Most people realize that 9 to 5 jobs are not the norm for DC’s working class, many of whom have irregular hours in the service industry. But no one expects those irregular days to add up to 91 hours per week.
Unfortunately, if you’re only making the minimum wage, that’s exactly what it takes to afford an average 1-bedroom apartment in DC. A new report from the National Low Income Housing Coalition looks at what it would take for a minimum wage worker to spend only the recommended 30% of their income on an average 1-bedroom apartment.
The results are discouraging. If a minimum wage worker is “only” working 40 hours a week in DC, they’re likely spending about 70% of their income on rent. And although the situation in DC is particularly dire, there are only 22 counties across the entire country where a full-time minimum wage worker can afford an average 1-bedroom apartment.

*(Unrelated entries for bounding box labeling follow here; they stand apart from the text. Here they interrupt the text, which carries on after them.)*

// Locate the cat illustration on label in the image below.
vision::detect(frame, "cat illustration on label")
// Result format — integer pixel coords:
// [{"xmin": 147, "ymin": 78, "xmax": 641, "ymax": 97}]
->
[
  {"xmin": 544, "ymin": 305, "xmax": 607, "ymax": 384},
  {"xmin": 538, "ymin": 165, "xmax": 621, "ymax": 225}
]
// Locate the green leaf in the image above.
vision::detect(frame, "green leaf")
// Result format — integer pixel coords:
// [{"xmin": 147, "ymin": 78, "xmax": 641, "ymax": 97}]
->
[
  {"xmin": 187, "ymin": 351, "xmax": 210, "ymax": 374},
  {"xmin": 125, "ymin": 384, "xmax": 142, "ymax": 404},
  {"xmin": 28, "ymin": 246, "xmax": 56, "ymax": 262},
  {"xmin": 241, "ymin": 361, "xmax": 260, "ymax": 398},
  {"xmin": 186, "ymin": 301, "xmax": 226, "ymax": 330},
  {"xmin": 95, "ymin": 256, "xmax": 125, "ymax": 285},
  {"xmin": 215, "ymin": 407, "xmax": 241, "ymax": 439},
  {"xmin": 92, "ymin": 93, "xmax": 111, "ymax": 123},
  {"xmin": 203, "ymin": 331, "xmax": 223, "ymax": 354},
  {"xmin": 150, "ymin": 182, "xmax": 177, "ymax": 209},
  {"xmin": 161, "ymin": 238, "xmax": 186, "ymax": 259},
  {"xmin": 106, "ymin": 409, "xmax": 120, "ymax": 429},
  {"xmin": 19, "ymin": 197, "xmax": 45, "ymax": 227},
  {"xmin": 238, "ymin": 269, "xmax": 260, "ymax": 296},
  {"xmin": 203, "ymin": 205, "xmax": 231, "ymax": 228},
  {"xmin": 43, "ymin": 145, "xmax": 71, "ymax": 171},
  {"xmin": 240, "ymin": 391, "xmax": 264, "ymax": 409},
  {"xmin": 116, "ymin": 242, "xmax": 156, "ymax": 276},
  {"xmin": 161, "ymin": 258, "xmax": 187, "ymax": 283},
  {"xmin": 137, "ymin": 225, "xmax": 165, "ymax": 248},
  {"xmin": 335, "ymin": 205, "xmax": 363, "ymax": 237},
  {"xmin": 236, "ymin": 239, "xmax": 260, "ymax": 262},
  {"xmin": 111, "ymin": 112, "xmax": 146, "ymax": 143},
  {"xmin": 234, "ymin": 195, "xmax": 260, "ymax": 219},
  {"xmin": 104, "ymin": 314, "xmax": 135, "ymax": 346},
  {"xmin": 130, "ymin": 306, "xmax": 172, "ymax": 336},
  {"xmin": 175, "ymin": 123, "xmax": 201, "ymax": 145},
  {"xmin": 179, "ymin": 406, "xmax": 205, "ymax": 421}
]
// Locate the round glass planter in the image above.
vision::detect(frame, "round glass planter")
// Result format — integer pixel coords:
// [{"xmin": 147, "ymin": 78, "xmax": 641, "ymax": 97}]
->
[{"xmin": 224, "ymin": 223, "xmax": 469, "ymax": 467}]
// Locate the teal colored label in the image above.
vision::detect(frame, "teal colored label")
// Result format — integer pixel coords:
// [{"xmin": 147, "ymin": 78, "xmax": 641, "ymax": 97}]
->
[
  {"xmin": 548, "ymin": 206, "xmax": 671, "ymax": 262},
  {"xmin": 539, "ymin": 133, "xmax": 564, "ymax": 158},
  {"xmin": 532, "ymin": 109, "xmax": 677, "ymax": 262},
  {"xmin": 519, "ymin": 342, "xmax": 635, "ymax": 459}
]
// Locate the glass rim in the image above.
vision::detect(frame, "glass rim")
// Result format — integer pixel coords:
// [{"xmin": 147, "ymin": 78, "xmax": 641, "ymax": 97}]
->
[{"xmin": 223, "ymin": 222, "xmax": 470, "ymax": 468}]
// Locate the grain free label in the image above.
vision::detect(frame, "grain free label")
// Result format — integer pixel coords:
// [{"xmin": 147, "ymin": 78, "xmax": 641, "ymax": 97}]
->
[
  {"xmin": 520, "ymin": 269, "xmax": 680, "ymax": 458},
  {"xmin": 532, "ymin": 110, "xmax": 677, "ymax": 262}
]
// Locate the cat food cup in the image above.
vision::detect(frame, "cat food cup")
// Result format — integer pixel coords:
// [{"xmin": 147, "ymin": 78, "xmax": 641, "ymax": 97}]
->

The numbers are even worse for DC families who need bigger apartments. A 3-bedroom apartment, if you can find it, would take a full-time minimum wage worker’s entire paycheck, with nothing left over for other bills and groceries.
All of these calculations are actually based on a minimum wage of $13.25, which won’t go into effect until July 1st. That means things have been even worse for minimum wage workers who have been earning the current rate of $12.50.
But solutions exist. DC’s Local Rent Supplement Program (LRSP) provides rent vouchers to some low-income families, ensuring that they pay no more than 30% of their income on rent. Close to 4,000 households either already receive assistance through that program or will soon with recent investments.
The Council needs to keep expanding LRSP to cover more households, alongside continual increases to the minimum wage. DC depends on people who do working class jobs to keep the city running, and if the District forces out its working class, it might just stop working.